Più del 60% ritiene che i lavoratori abbiano poca influenza e che ne abbiano troppa la minoranza (l’1%) dei ricchi e le aziende. Quasi tre quarti degli intervistati (il 71%) sono convinti che il sistema economico del loro paese favorisca i ricchi. “Questa opinione – osserva l’Ituc – è sostenuta dalla maggioranza delle persone in ogni paese e mostra una diffusa disgregazione del contratto sociale”.
“Le conseguenze economiche della pandemia Covid-19 si sono sovrapposte a una crisi preesistente di posti di lavoro a basso salario e precari - commenta Sharan Burrow, segretaria generale dell’Ituc -. Una persona su due non ha riserve finanziarie, non ha la capacità di risparmiare per i tempi difficili che si prospettano e dipende da ogni mensilità per sopravvivere. Senza risparmi o una rete di sicurezza, milioni di persone sono entrate nella pandemia obbligate a scegliere tra lavorare o morire di fame”.
Quasi la metà (il 42%) delle persone pensa che sia improbabile che la prossima generazione trovi un lavoro decente. Più di un terzo (il 39%) ha sperimentato direttamente la disoccupazione o la riduzione dell'orario di lavoro negli ultimi due anni. Per tre quarti (il 76%) il salario minimo non è sufficiente per vivere.

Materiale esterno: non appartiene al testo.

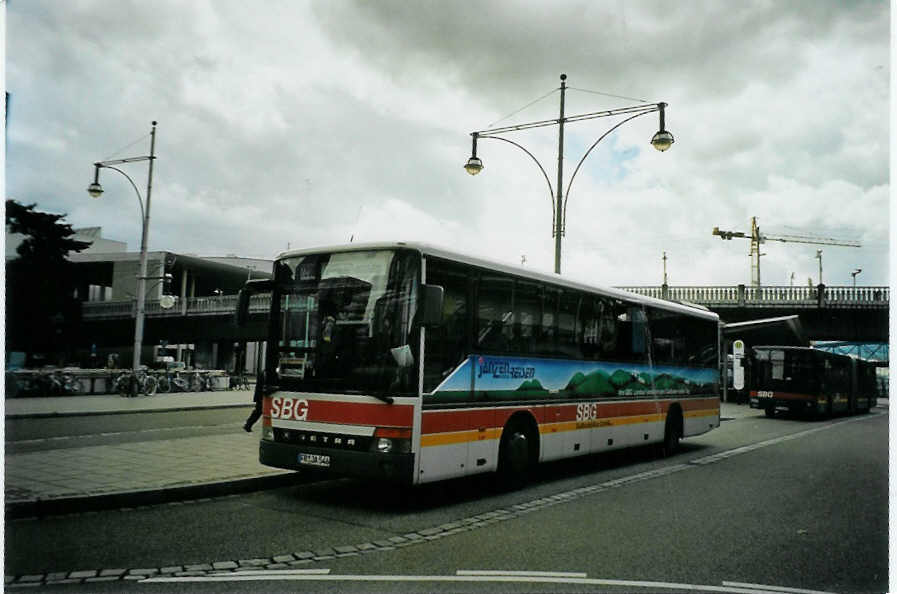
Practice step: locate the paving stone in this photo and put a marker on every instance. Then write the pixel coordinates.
(198, 567)
(430, 531)
(58, 575)
(25, 579)
(83, 574)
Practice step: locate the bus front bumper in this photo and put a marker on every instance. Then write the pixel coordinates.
(397, 468)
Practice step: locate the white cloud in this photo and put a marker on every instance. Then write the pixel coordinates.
(279, 126)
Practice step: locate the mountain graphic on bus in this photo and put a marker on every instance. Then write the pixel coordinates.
(531, 386)
(484, 377)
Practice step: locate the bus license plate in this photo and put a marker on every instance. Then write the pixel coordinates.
(314, 460)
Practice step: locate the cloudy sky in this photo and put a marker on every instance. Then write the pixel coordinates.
(290, 123)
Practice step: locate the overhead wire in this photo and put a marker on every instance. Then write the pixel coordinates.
(124, 148)
(530, 104)
(608, 94)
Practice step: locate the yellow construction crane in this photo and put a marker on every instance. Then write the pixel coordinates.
(757, 238)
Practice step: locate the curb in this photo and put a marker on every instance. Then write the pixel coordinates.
(120, 499)
(51, 415)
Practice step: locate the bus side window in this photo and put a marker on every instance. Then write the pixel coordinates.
(527, 317)
(447, 343)
(587, 329)
(568, 312)
(494, 313)
(547, 340)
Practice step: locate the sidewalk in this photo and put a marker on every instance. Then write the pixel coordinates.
(17, 408)
(77, 479)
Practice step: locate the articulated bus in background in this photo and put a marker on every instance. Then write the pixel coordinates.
(414, 364)
(810, 381)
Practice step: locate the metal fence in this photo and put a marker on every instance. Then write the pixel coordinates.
(743, 296)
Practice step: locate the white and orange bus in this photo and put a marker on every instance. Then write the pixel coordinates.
(415, 364)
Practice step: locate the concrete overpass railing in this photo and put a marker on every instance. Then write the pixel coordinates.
(792, 297)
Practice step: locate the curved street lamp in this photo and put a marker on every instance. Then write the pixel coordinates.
(662, 140)
(96, 190)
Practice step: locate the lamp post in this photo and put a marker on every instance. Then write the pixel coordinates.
(662, 140)
(96, 190)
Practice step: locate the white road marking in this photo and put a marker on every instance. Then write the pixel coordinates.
(775, 588)
(492, 572)
(505, 577)
(278, 572)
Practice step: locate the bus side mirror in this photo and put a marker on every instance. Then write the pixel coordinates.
(431, 304)
(259, 285)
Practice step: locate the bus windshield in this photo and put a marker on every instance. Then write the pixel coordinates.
(343, 322)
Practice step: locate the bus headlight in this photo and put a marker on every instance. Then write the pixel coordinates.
(392, 440)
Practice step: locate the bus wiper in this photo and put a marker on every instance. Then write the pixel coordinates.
(383, 397)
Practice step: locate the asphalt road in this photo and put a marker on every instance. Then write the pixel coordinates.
(780, 502)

“La disperazione si sta diffondendo e si traduce in una massiccia perdita di fiducia nella democrazia come istituzione”, prosegue Burrow: “La richiesta di cambiamento a favore di posti di lavoro, di un’azione per il clima e di maggiore giustizia non è più uno slogan. I leader dovrebbero avere il coreaggio di impegnarsi per un nuovo contratto sociale sapendo di avere il sostegno degli elettori”.

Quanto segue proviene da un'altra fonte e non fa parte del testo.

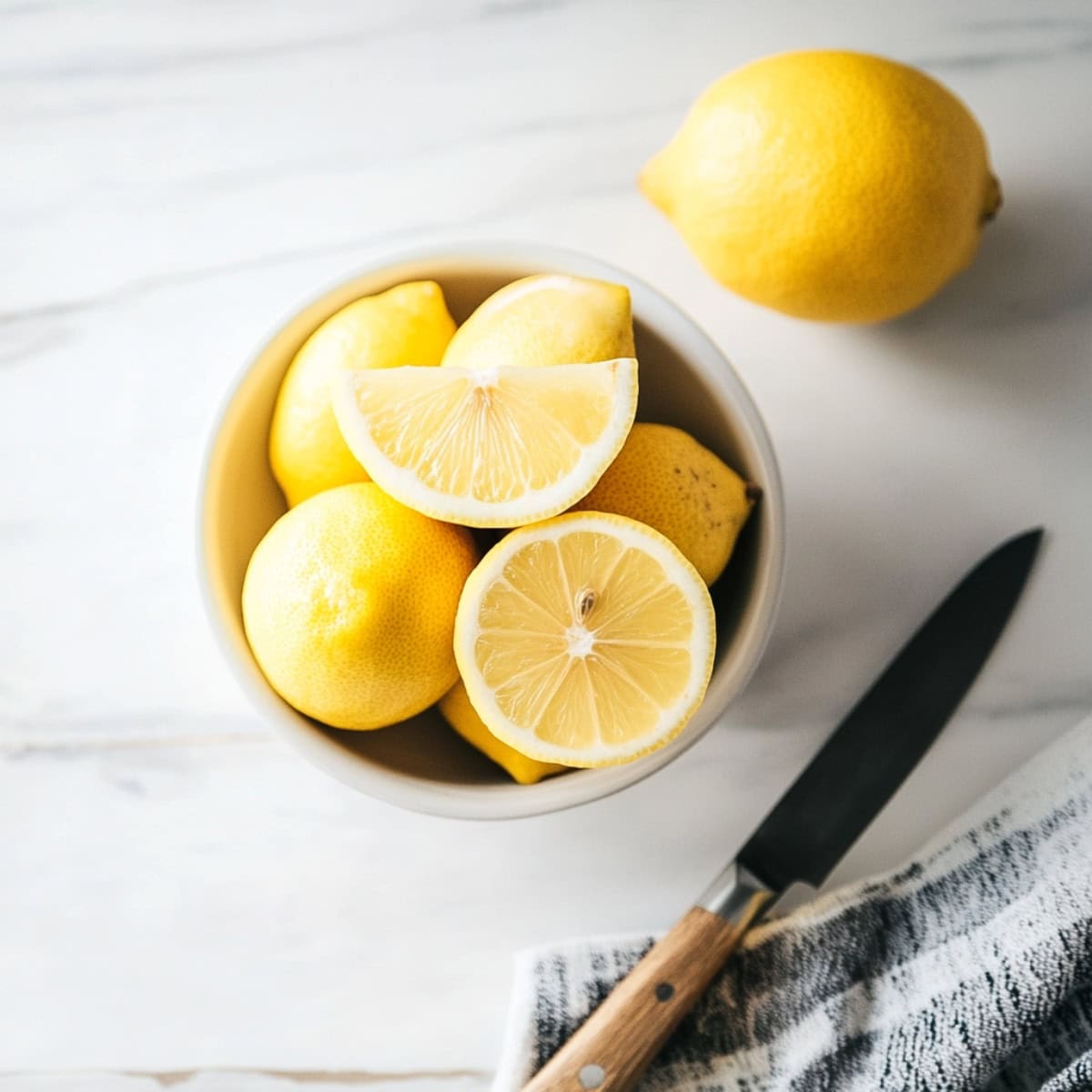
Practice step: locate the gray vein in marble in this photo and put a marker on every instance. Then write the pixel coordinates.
(1019, 25)
(141, 287)
(557, 125)
(108, 108)
(999, 58)
(157, 65)
(23, 737)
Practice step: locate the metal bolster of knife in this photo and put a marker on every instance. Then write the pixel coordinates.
(738, 895)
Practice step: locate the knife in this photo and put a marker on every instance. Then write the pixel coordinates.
(808, 831)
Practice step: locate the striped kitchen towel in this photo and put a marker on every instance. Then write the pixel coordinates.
(967, 967)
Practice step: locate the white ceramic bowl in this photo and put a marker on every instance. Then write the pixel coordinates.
(421, 763)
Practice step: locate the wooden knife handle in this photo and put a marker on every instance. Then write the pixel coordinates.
(614, 1047)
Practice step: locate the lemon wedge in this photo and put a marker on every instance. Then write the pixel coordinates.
(585, 640)
(497, 448)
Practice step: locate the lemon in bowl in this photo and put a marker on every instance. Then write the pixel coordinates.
(421, 763)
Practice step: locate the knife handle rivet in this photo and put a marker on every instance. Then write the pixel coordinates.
(591, 1077)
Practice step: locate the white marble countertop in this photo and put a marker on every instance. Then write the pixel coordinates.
(184, 902)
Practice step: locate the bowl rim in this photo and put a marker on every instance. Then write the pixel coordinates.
(583, 786)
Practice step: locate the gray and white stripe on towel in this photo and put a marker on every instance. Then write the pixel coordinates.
(967, 967)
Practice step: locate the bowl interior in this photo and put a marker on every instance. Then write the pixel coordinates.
(421, 763)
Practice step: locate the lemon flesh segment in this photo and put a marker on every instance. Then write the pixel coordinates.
(585, 640)
(458, 711)
(487, 449)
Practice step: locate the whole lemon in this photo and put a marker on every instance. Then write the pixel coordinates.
(407, 325)
(828, 185)
(665, 479)
(551, 318)
(349, 602)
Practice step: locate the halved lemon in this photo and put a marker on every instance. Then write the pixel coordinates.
(585, 640)
(497, 448)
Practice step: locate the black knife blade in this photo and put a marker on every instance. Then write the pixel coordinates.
(829, 806)
(890, 729)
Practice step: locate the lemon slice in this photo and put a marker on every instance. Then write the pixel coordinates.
(496, 448)
(585, 640)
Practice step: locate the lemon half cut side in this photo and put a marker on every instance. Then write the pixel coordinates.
(585, 640)
(498, 448)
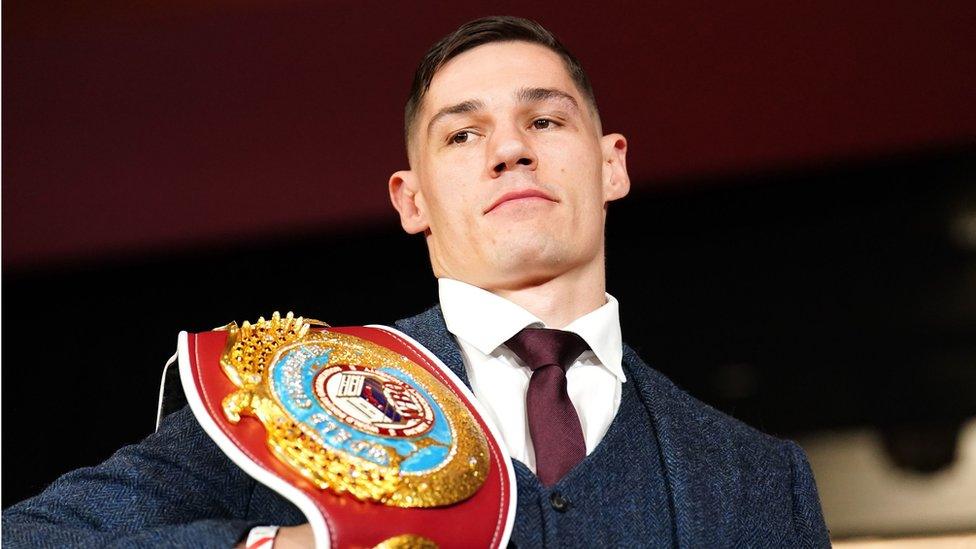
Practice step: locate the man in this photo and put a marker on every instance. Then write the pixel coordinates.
(510, 177)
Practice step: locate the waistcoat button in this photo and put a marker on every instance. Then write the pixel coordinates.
(559, 502)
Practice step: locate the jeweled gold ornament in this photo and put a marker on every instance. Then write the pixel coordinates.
(352, 416)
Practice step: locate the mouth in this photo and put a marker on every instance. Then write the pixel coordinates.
(520, 195)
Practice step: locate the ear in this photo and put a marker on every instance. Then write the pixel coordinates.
(406, 198)
(616, 182)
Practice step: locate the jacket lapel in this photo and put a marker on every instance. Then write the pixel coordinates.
(429, 329)
(699, 469)
(697, 464)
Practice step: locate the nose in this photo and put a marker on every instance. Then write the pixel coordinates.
(510, 150)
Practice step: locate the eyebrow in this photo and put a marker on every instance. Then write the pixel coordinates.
(471, 105)
(538, 95)
(522, 95)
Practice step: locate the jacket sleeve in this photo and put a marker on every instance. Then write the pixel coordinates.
(175, 488)
(811, 530)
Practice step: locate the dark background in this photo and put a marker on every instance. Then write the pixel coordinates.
(799, 249)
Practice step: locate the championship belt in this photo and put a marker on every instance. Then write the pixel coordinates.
(369, 434)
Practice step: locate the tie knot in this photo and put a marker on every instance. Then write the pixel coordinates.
(539, 347)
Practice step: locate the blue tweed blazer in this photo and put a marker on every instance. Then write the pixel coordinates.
(730, 485)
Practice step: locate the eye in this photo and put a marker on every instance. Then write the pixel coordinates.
(542, 123)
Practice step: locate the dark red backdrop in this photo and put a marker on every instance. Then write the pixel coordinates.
(160, 126)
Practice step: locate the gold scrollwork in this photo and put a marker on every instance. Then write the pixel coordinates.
(251, 353)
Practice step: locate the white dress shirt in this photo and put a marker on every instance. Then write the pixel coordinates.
(483, 322)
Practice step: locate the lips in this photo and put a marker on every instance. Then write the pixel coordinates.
(518, 195)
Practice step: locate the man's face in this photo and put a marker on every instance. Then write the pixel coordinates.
(510, 176)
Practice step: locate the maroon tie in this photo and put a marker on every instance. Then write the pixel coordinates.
(556, 433)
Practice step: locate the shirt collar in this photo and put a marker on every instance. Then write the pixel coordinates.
(486, 321)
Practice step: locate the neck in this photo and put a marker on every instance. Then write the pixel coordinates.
(559, 301)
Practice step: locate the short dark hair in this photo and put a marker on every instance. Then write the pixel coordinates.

Tra gli altri risultati del sondaggio (presentato l’11 settembre in un webinar), spicca come il 70% delle persone chieda più risultati sul fronte degli aumenti salariali, il
73% pretenda dai governi un’azione più incisiva sulle aziende e la contribuzione fiscale, e il 74% chieda investimenti nell'assistenza agli anziani, ai disabili e ai bambini in età prescolare. Anche il cambiamento climatico e l'impatto delle nuove tecnologie pesano nelle risposte: “Quasi due terzi (il 63%) delle persone pensano che i governi dovrebbe fare di più per promuovere una giusta transizione verso un futuro a zero emissioni di carbonio. I lavoratori in tutto il mondo sono inoltre sempre più preoccupati dal tema emergente della regolamentazione delle grandi aziende tecnologiche internazionali e dalla protezione dei loro dipendenti (spesso vulnerabili)”.